The expression for removing a leading # is something like this:

 sed -re 's/^(\#)(PasswordAuthentication)([[:space:]]+)(.*)/\2\3\4/' 

-and for inserting a leading #-sign:

 sed -re 's/^(PasswordAuthentication)([[:space:]]+)(.*)/#\1\2\3/' 

To toggle a line with an optional #-sign in front (Thanks Barlop):

sed -re 's/^(\#?)(PasswordAuthentication)([[:space:]]+)no/\2\3yes/' 

In all these expressions you can change PasswordAuthentication to any other option you want to change - probably even make it a key in a shell script, and make a "sshd option toggle tool".

Sed and regex is all fun and games, but I'm sure Valentin is right about configuration management is the way to go if you have lots of systems. Personally I just use etckeeper/bazaar on a couple of systems that very rarely change - it's not configuration management, but it gives me versioning, so I can get back a working config after I screwed up with regex and sed -i. :)

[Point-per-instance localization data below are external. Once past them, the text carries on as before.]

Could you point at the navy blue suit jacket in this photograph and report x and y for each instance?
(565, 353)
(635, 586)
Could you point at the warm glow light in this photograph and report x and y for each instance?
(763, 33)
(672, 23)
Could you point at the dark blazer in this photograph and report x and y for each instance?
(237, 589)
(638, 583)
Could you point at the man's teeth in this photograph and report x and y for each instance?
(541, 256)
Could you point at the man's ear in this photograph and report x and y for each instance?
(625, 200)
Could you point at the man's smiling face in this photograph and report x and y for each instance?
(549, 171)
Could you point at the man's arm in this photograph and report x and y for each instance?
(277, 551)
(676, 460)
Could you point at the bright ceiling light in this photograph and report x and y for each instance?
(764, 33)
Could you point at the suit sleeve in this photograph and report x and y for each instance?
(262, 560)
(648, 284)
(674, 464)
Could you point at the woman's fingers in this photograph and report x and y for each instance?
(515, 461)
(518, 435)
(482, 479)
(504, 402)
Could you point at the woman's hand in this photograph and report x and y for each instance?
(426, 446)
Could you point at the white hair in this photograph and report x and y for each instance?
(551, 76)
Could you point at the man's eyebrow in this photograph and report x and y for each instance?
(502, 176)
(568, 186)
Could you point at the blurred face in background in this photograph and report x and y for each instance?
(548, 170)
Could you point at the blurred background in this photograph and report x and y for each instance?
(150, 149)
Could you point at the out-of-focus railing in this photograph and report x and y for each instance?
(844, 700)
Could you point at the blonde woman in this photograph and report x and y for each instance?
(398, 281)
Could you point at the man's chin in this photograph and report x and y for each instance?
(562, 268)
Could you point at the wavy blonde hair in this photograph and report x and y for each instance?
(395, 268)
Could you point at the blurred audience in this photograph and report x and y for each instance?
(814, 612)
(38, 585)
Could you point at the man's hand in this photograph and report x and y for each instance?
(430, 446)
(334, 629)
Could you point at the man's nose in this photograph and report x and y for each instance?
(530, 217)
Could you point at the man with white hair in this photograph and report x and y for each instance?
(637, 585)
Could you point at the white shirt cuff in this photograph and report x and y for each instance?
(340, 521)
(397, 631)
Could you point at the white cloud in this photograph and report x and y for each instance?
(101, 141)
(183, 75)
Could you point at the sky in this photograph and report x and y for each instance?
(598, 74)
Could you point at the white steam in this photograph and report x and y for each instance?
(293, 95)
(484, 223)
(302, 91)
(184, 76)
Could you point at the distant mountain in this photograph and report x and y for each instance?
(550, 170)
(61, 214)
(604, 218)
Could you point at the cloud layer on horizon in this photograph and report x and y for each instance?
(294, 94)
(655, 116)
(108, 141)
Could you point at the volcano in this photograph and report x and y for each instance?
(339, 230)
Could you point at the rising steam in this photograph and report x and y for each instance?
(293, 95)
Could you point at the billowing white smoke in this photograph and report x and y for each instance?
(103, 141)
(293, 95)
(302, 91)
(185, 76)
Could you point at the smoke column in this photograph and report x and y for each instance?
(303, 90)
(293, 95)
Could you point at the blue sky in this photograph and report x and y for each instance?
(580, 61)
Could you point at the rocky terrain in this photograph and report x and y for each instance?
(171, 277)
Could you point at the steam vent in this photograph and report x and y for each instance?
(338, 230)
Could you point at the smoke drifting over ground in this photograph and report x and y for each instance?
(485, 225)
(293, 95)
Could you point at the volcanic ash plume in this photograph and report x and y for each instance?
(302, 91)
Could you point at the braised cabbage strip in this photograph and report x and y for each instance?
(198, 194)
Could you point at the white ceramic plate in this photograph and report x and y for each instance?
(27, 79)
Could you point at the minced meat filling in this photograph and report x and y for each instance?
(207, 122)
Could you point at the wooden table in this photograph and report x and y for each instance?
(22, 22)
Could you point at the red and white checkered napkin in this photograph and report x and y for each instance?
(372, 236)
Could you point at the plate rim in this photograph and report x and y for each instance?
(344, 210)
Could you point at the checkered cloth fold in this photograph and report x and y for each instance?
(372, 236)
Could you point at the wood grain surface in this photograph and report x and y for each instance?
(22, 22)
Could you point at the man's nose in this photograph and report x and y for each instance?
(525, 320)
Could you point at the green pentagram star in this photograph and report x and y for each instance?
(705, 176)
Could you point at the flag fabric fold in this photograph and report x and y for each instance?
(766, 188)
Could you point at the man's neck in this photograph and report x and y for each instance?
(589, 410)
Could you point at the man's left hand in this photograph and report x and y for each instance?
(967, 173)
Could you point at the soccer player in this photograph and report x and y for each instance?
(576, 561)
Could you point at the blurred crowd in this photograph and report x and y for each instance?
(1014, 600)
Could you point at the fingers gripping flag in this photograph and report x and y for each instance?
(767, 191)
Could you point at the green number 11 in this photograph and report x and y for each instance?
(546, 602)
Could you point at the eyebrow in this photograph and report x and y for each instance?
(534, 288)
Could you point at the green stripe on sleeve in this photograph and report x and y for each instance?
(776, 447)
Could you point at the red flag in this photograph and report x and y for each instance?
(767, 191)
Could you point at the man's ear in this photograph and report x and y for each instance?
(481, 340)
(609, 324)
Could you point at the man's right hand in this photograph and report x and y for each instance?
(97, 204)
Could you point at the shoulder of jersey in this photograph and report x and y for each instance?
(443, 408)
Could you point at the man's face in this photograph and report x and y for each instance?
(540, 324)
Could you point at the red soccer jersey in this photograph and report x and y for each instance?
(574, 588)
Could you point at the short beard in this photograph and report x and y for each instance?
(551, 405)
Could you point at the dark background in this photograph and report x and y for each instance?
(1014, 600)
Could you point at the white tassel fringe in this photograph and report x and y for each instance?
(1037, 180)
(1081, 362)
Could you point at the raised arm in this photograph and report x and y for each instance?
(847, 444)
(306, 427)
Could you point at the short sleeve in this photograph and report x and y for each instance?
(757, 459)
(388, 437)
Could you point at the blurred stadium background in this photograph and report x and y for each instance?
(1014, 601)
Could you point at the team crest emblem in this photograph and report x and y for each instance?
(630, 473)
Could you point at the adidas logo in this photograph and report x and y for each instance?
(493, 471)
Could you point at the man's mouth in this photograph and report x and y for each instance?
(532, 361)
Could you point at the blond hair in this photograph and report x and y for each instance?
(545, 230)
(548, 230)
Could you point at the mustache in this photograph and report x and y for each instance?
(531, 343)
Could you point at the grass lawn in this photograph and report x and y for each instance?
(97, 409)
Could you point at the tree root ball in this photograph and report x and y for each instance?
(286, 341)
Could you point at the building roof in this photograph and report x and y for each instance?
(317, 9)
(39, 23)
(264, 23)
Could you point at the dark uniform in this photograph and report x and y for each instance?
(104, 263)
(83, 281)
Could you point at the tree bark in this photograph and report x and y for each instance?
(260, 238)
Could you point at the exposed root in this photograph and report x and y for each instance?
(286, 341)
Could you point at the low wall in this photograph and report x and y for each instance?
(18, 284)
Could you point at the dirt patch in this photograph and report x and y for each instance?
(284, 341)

  • Can you modify your regex to include optional # sign when searching, but not in the replacement? I want to remove the # sign before the PasswordAuthentication, just incase it exists. – Brian Graham May 27 '14 at 22:46
  • Hm. It's easy to search for an optional character at the start of a line 's/^(\#?)/foo/' but it's another thing to conditionally leave it out. I would have to study the manuals of sed and regex(7), which is beyond the scope of this. :) But you can combine the two expressions here - first remove the comment-sign for KEY, then toggle KEY to yes or no. – Kenned May 27 '14 at 23:03
  • @Kenned You can by, in the search, capturing the part you want and the part you don't want, and in the replace, just including the part you want. – barlop May 29 '14 at 1:59
  • In case one needs to toggle yes/no setting, one can do so by sed '/^PasswordAuthentication /{s/yes/no/;t;s/no/yes/}' -i /etc/ssh/sshd_config and use it as sed '/^PasswordAuthentication /{s/yes/no/;t;s/no/yes/}' -i /etc/ssh/sshd_config && grep '^PasswordAuthentication ' /etc/ssh/sshd_config && /etc/init.d/ssh reload for example. – PF4Public May 5 '16 at 18:55

There is a number of options to choose from:

  • Puppet, Cfengine, Chef or any other configuration management tool
  • Augeas (augtool -> print /files/etc/ssh/sshd_config -> then use "set")
  • sed -i
  • and many more

After trying to guess where you want to go to, you probably want to consider using configuration management anyway.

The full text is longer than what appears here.